Она висит у него над столом. Сверху броская надпись по-французски: «Ступени возраста». Я полагаю, в домах французского простонародья эта картинка была популярна. А вот в Новом Свете ее не часто увидишь.
Это гравюра, она изображает жизненный путь человека. По горбатому мостику марширует человечество, представленное парой – мужчиной и женщиной. Слева, у входа на мост, лежат в колыбели два младенца, плотно спеленутые, с невинными беспечными улыбками. Вверх по дуге моста взбираются Детство, Юность, Зрелость; миновав самую высокую точку, они начинают спускаться, уже являя собой Угасание, Дряхлость, и наконец мы видим кровать с парой лежащих в ней столетних стариков – вновь уподобившихся младенцам, но отвратительно морщинистых и беззубых. Рядом надпись: «Возраст слабоумия». Они вернулись к исходному состоянию, но впереди у них уже не лежит путешествие, сулящее надежды.
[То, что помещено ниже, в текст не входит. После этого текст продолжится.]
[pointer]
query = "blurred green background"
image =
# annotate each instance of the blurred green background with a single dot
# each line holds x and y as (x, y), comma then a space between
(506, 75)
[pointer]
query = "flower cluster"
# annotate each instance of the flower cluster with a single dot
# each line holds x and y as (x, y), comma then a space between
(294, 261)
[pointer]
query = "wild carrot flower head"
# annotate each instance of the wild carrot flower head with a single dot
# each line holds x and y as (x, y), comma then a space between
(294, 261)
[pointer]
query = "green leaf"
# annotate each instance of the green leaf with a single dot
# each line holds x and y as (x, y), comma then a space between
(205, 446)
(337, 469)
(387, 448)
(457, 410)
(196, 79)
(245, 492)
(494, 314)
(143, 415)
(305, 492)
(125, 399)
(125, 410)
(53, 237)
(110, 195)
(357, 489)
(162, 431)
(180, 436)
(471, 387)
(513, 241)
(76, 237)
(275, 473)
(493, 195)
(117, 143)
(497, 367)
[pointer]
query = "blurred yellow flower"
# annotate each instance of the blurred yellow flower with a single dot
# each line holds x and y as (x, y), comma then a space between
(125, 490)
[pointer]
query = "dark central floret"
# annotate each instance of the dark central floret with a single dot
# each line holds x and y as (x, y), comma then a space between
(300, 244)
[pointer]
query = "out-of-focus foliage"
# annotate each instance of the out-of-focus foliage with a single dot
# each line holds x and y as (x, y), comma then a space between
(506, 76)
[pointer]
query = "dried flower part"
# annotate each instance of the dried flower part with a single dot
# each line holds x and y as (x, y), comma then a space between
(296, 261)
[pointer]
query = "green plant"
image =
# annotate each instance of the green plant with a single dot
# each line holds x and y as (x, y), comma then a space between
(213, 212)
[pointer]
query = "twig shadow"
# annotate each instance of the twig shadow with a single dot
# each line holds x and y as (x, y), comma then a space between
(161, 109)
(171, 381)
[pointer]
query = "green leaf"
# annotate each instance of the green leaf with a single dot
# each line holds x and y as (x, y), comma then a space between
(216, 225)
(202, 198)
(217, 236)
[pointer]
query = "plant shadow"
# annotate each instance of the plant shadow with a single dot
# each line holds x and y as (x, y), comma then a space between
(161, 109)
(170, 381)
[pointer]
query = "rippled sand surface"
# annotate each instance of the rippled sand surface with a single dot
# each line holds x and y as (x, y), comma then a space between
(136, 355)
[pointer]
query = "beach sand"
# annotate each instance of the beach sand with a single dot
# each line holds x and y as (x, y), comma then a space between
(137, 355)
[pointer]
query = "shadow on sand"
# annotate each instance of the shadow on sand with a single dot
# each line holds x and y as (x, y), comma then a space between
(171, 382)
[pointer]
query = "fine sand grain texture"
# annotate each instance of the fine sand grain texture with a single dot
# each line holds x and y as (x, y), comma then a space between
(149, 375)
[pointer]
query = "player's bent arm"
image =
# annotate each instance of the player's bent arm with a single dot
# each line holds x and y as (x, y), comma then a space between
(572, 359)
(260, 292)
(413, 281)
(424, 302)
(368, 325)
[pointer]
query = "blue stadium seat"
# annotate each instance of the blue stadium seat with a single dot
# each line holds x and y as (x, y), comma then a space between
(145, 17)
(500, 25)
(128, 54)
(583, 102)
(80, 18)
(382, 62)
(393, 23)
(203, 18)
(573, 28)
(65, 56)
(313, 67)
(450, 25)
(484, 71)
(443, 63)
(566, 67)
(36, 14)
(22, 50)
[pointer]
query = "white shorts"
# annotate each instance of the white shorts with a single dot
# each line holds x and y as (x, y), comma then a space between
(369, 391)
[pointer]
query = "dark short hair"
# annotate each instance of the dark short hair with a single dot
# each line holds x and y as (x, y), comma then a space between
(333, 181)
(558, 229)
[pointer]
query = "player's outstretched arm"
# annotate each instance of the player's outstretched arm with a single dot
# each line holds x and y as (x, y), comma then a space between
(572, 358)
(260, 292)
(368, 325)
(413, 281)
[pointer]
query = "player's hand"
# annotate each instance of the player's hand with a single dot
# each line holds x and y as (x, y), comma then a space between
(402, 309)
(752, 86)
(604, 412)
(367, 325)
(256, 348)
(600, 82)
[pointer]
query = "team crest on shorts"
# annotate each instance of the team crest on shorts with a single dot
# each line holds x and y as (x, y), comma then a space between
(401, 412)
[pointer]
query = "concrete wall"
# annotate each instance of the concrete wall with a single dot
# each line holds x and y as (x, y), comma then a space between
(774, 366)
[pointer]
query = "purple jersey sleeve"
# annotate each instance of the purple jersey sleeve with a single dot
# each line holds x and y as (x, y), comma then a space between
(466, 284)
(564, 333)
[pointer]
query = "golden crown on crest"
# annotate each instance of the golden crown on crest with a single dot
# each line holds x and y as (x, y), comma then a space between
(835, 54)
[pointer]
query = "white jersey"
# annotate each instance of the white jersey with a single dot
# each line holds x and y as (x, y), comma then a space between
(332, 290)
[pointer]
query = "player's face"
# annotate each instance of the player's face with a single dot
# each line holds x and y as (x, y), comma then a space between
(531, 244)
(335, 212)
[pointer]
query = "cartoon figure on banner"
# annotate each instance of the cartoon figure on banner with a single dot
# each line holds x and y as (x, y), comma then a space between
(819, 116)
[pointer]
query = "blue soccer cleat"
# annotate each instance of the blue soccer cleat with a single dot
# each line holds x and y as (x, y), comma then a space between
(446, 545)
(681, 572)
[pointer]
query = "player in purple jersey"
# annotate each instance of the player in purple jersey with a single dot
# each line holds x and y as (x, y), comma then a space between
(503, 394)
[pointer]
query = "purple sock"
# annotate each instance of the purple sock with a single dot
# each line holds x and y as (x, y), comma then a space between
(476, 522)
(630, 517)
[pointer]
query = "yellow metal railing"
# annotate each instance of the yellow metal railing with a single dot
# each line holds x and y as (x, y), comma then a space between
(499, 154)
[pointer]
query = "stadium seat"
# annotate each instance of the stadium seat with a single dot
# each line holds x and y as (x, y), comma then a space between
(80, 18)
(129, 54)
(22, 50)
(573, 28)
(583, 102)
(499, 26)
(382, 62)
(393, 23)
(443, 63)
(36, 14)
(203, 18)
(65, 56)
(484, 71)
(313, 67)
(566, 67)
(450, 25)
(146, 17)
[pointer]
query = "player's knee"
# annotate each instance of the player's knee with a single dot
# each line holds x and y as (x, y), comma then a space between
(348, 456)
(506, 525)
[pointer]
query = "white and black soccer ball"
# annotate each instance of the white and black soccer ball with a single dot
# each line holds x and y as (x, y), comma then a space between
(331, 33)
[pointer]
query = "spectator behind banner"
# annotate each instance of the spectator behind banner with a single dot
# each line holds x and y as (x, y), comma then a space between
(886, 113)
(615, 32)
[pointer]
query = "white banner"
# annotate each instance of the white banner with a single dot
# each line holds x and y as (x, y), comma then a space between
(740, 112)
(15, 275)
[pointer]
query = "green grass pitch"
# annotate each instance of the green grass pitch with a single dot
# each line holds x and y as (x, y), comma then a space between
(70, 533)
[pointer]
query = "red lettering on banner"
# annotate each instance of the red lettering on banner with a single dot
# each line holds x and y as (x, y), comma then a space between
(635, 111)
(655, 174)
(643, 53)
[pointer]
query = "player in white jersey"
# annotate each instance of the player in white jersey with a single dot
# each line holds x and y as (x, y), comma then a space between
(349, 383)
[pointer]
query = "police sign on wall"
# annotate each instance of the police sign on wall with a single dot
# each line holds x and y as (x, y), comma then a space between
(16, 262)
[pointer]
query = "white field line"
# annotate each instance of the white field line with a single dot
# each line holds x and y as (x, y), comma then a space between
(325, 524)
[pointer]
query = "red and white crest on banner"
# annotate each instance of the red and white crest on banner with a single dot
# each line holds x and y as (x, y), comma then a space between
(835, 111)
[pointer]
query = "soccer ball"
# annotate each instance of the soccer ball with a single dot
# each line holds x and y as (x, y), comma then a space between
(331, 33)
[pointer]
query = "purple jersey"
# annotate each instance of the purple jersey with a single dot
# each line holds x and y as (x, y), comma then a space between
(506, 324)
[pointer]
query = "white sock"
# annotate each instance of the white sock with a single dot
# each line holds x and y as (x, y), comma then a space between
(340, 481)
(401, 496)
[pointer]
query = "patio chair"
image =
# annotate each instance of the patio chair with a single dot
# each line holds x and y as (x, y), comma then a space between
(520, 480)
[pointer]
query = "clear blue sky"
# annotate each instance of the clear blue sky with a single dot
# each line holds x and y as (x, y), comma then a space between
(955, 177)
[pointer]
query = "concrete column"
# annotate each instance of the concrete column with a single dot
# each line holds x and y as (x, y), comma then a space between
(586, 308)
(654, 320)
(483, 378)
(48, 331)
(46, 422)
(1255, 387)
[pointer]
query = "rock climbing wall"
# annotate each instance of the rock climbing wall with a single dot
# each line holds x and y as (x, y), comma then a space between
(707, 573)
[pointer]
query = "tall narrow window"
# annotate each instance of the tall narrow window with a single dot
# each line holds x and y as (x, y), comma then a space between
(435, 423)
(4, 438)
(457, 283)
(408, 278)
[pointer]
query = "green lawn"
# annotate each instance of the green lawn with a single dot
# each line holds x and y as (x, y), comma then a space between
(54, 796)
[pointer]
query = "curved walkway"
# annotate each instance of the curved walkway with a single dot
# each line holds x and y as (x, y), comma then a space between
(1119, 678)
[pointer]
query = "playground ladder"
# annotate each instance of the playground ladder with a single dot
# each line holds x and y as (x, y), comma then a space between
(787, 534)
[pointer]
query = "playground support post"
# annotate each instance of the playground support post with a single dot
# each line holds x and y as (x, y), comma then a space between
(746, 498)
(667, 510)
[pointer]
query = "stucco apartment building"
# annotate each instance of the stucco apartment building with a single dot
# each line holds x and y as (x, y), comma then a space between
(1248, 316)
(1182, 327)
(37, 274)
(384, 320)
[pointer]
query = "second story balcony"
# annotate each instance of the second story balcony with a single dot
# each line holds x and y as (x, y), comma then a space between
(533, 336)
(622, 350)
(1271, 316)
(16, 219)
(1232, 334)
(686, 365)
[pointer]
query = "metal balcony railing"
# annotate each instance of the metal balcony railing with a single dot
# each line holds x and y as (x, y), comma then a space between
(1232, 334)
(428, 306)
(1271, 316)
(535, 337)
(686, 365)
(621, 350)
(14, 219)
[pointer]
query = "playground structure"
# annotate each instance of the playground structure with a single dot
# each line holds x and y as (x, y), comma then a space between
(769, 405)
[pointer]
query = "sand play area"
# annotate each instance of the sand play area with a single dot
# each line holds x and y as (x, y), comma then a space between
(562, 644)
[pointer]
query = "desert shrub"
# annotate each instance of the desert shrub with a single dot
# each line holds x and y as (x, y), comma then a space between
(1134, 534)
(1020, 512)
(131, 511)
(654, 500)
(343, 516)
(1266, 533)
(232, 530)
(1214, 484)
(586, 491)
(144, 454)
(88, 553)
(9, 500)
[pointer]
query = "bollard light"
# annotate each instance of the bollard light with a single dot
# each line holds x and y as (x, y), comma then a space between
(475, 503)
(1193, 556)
Судя по одежде изображенных людей, эта картинка или схема относится к тридцатым годам девятнадцатого века; она раскрашена в кричащие цвета, поскольку предназначалась для народа, а не для утонченных ценителей. На ней представлен также возможный финал путешествия: для праведников – привычный христианский рай, где их встречает с распростертыми объятиями улыбающийся бородатый Создатель, а для грешников – ад с рогатыми и хвостатыми мучителями; эти две перспективы подписаны: «Высший суд». Вероятно, гравюру полагалось вешать над кроватью; возможно, рядом с полным отпущением грехов, купленным за солидные деньги.
Я порой забавлялся, размещая своих коллег из редакции в точках пути соответственно их возрасту и размышляя об их конечной судьбе. Хью очень не любил подобного легкомыслия.
– Очень грррубо, – говорил он. – Но все же это занятие имеет свою ценность. Если в твоем грешном теле найдется хоть грамм серьезности, смотри на эту картину и размышляй о ней всерьез.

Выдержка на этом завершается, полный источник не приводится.